Judging by the letters and e-mails Magro receives from satisfied customers, one of the motives behind splurging on an expensive and durable mailbox is the hope that troublemakers will learn of it the hard wayby swinging at it while leaning from a car traveling at a high rate of speed. "We've had it now for some 12 or so years," one pleased customer from Massachusetts wrote last December, "and have often been awakened in the middle of the night with the sound of a ball bat, pipe or some other implement hitting the box, followed shortly thereafter by a scream."Thats classic.
My Dad maintained that, "Experience is the schoolmaster of fools." Something about having to make every possible mistake all by myself.......

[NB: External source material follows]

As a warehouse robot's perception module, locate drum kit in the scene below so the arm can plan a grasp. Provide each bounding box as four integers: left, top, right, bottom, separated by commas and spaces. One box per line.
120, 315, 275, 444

My wife said "But you forgot to tell them about the punk I saw afterwards with the lower half of his arm in a bandage.
I put that mailbox up in 1978 or so. It is still there, passively doing its job. We change its color every few years, out of sadism.

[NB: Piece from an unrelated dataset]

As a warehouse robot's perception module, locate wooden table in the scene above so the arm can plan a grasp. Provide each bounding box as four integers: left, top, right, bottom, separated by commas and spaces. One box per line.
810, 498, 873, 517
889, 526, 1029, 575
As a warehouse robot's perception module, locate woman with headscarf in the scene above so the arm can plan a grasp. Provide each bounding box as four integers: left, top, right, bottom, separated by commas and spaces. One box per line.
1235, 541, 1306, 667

So, maybe I'll get sued. *shrug*
"I was maliciously destroying property, and the mailbox was not a collapsible one".
Somehow, I am not too worried about it...
just kidding, but it would be fun.
All sorts of fun until you hit one of the ones described by Clintons Are White Trash, AnAmericanMother or Gorzaloon, then you suddenly find yourself impaled about 2 feet forward of the blunt end of your lance!
Allow me to share a fond related memory. We had a group of kids who had done donuts on our lawn twice, each time less than a half hour after the local race track finished up for the night. We were ready for them the next time: my Dad had his Mossberg pump shotgun ready to go, and my two brothers and I were sitting by the front door with baseball bats at the ready. The vandals had forgotten to take weather into account; it had rained for three straight days that week, finishing up two days before their next attack, and the mud was still gooey on our front lawn.
I can still hear the sound of my Dad politely tapping that shotgun barrel on the driver's side window...State Troopers had to call a tow truck, the wheels were buried so deep, and the tow truck driver was the father of the kid driving the car. Ouch!
LMAO!
At any rate, it seems to me that there is some primal need to go raiding in young men.
Of course someone dressed up as a knight actually riding a horse and hitting the mail-boxes would be great Monty Python type absurdity.